WAT: Online Video Understanding Needs Watching Before Thinking

Abstract

Multimodal Large Language Models (MLLMs) have shown strong capabilities in image understanding, motivating recent efforts to extend them to video reasoning. However, existing Video LLMs struggle in online streaming scenarios, where long temporal context must be preserved under strict memory constraints. We propose WAT (Watching Before Thinking), a two-stage framework for online video reasoning. WAT separates processing into a query-independent watching stage and a query-triggered thinking stage. The watching stage builds a hierarchical memory system with a Short-Term Memory (STM) that buffers recent frames and a fixed-capacity Long-Term Memory (LTM) that maintains a diverse summary of historical content using a redundancy-aware eviction policy. In the thinking stage, a context-aware retrieval mechanism combines the query with the current STM context to retrieve relevant historical frames from the LTM for cross-temporal reasoning. To support training for online video tasks, we introduce WAT-85K, a dataset containing streaming-style annotations emphasizing real-time perception, backward tracing, and forecasting. Experiments show that WAT achieves state-of-the-art performance on online video benchmarks, including 77.7% accuracy on StreamingBench and 55.2% on OVO-Bench, outperforming existing open-source online Video LLMs while operating at real-time frame rates.

Figures (4)

• Figure 1: Illustrations of different Video LLMs: (a) Vanilla offline processing, which encodes the uniformly sampled frames at once; (b) Vanilla online processing, which encodes frames sequentially into the space-limited memory; while (c) Our WAT introduces a watching-before-thinking pipeline to enhance online comprehension through hierarchical memory and explicit query-based retrieval reasoning.
• Figure 2: Overview of the proposed WAT framework, which follows a two-stage pipeline for online streaming video reasoning. Given a continuous video stream $V$ and a textual query $Q$, WAT decouples perception and reasoning into a Watching stage and a Thinking stage. In the Watching stage, WAT maintains a hierarchical memory system consisting of a Short-Term Memory (STM, $\mathcal{M}_S$) and a Long-Term Memory (LTM, $\mathcal{M}_L$). The STM serves as a high-fidelity sliding window, implemented as a First-In-First-Out (FIFO) queue to preserve recent frames and capture fine-grained temporal dynamics. In parallel, the LTM stores a compact yet semantically diverse set of historical features, managed by a redundancy-aware eviction policy that removes over-represented entries while protecting recent content. In the Thinking stage, triggered by a query $Q$, WAT performs context-aware retrieval by first fusing the query with the current STM content to form a conditioned query representation, which is then used to retrieve the top-$K$ most relevant historical features $\mathcal{F}^*$ from the LTM. Finally, the retrieved features $\mathcal{F}^*$, together with the short-term memory $\mathcal{M}_S$ and the query $Q$, are concatenated into a unified multimodal input sequence and fed into a Multimodal Large Language Model (MLLM) to perform coherent cross-temporal reasoning and generate the final response. The retrieval process is trained with an auxiliary Retrieval Alignment Contrastive Learning (RACL) objective.

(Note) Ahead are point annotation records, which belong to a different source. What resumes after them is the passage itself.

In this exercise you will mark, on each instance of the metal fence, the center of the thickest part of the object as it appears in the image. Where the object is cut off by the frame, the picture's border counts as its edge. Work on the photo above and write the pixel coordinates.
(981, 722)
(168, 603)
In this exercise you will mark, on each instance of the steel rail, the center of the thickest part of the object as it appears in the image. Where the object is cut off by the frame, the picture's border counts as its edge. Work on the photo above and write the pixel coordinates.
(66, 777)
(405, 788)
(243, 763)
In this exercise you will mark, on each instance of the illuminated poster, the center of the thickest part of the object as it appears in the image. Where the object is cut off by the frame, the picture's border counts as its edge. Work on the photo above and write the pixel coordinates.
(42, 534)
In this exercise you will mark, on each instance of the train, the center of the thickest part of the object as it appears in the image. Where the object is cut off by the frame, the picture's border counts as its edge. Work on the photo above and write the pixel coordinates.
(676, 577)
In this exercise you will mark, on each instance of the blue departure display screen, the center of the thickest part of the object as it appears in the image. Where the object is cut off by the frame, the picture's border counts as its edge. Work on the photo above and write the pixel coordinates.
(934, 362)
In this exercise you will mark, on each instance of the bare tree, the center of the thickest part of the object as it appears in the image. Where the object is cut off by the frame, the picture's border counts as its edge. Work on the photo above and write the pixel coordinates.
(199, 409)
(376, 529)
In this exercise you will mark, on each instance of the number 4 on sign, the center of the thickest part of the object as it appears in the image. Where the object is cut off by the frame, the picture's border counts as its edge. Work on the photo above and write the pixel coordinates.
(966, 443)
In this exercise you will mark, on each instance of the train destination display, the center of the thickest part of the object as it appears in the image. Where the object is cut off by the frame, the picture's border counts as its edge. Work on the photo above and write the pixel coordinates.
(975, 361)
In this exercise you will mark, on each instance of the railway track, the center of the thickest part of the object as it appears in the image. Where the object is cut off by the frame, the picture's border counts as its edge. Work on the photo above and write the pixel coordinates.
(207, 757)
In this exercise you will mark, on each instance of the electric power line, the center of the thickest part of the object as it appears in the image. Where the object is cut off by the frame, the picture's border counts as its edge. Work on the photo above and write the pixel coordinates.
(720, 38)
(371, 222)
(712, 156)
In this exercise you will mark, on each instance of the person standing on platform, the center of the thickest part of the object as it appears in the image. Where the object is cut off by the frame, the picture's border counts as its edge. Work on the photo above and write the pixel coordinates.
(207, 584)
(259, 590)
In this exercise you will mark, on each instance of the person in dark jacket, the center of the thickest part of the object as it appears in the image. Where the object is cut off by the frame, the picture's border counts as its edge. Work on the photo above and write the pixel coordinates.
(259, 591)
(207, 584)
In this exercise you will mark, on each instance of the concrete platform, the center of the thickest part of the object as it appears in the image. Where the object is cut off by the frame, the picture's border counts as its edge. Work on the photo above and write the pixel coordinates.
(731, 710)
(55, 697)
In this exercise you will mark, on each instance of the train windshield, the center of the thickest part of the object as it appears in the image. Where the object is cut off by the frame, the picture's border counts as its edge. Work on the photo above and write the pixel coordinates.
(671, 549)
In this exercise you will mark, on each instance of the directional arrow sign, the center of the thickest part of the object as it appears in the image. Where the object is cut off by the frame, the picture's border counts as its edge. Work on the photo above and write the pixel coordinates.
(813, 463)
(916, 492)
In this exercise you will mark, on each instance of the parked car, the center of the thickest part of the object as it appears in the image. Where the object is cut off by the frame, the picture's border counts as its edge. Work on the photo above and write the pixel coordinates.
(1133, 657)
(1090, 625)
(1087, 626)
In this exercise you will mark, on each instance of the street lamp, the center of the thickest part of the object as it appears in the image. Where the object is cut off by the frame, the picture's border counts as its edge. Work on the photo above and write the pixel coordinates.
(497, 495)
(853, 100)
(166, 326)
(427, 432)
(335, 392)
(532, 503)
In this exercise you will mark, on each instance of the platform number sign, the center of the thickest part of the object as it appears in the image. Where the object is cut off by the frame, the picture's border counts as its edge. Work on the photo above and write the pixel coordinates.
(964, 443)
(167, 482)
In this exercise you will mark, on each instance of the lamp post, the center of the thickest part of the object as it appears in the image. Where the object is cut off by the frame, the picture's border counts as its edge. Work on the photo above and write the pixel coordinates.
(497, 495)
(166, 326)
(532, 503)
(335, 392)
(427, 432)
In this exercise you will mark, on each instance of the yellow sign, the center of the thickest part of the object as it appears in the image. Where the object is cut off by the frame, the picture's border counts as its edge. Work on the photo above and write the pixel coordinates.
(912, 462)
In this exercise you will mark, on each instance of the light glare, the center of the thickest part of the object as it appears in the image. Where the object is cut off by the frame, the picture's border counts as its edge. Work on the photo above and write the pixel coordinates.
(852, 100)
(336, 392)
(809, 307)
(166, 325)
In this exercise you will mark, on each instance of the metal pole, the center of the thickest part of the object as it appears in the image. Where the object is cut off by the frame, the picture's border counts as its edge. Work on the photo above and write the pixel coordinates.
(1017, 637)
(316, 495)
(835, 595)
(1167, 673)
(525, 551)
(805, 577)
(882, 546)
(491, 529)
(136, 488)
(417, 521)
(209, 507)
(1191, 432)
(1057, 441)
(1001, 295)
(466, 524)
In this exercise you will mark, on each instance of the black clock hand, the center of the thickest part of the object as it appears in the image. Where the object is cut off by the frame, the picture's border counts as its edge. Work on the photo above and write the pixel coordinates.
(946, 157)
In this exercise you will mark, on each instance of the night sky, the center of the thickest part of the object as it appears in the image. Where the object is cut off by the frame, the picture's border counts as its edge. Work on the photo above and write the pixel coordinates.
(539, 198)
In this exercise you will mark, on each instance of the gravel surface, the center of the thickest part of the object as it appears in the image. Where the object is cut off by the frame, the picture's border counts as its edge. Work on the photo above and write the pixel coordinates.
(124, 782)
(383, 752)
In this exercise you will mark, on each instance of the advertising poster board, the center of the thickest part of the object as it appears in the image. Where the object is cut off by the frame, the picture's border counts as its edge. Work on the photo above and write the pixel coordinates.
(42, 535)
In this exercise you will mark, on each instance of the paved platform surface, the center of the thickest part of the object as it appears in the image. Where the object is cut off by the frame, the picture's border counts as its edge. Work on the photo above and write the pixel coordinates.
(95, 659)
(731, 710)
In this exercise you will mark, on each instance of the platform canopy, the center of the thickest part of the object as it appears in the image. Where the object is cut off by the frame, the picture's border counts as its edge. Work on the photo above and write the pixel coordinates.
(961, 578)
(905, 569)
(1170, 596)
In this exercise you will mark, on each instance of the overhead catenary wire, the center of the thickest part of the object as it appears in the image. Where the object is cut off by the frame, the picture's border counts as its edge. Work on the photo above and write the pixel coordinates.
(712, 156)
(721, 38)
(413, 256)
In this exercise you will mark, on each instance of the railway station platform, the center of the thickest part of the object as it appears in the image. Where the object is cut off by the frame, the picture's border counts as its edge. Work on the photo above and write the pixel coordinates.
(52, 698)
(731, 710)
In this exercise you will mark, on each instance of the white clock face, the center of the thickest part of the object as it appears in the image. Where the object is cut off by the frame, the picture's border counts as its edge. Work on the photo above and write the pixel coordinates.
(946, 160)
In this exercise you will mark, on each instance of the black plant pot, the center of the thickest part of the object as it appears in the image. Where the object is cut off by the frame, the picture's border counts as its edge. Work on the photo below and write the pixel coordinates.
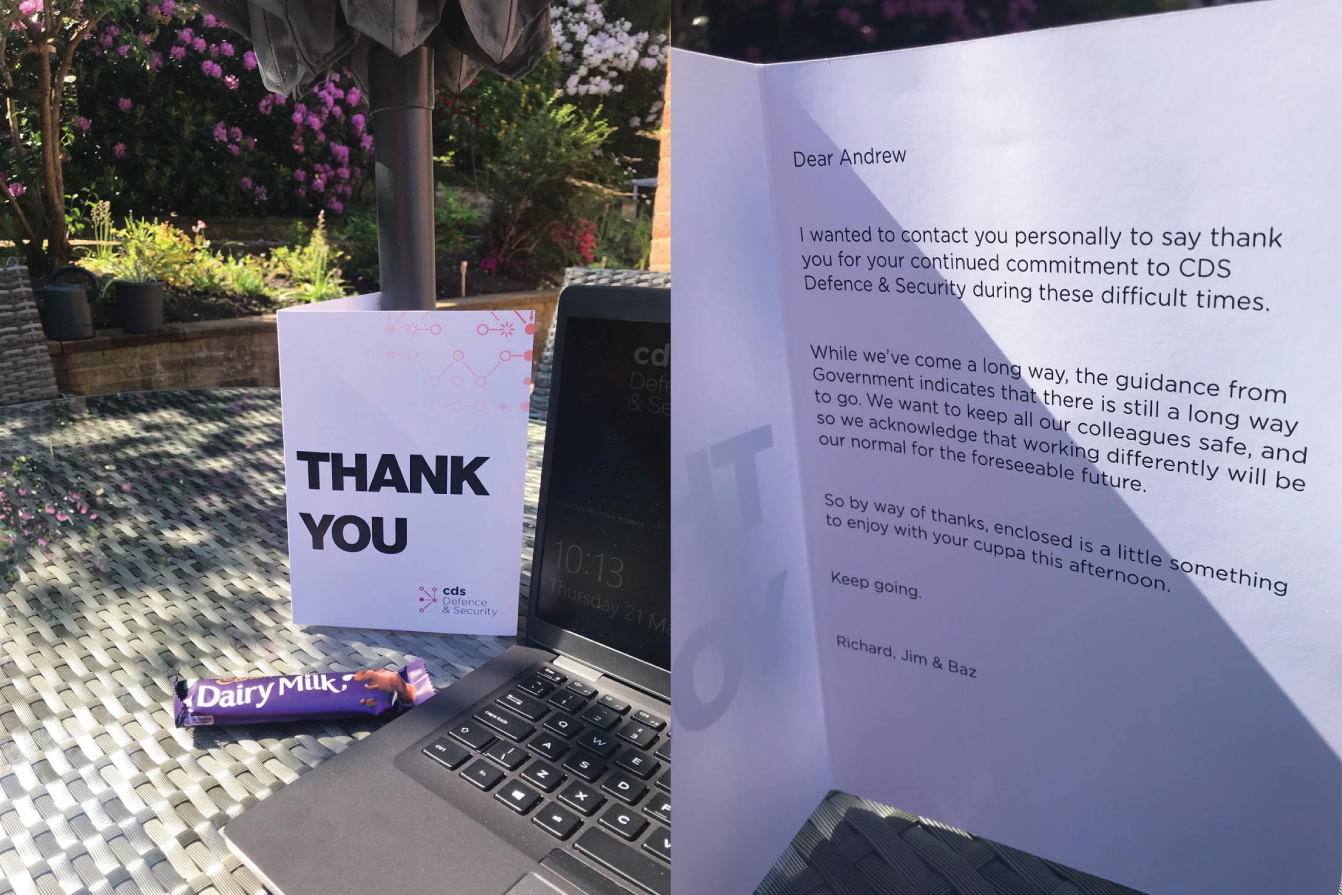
(141, 306)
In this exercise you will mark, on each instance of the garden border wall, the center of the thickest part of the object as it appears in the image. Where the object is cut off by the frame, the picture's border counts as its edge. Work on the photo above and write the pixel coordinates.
(220, 353)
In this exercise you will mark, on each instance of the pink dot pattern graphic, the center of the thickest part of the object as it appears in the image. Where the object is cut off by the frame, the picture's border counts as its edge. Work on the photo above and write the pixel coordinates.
(459, 368)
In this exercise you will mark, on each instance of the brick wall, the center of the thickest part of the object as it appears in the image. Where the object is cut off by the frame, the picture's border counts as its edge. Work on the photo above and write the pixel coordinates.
(219, 353)
(662, 201)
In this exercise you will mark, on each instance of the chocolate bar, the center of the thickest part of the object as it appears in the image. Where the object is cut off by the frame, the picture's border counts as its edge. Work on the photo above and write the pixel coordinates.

This contrastive loss aligns the relevant features $\mathcal{F}^*$ with the query $Q$ (positive) against random visual evidence $\mathcal{F}^*_R$ (negative).
• Figure 3: Case study of WAT on a sample video from OVO-Bench demonstrates its online reasoning capabilities. At 59s, when a user poses the query “What does the man do before?”, WAT proactively infers the preceding actions and correctly outputs the past activity, showing its ability to leverage hierarchical memory for temporal context. Furthermore, at 184s, when presented with a follow-up question about the future, “What will the man do next?”, the system similarly produces an accurate prediction, highlighting WAT’s capacity for both backward tracing and forward forecasting in continuous video streams.
• Figure 4: Visualization comparisons of retrieved visual content and corresponding responses between our method and other state-of-the-art (SOTA) approaches. In the top example, WAT exhibits strong capabilities in long-term temporal reasoning, effectively capturing dependencies across distant frames for online video understanding. This highlights WAT’s advantage in modeling extended temporal contexts, which is crucial for accurate understanding of complex, continuous video streams. The bottom example further demonstrates WAT's robust performance on conventional (short-form) VideoQA tasks, showing precise alignment between relevant visual segments and generated responses.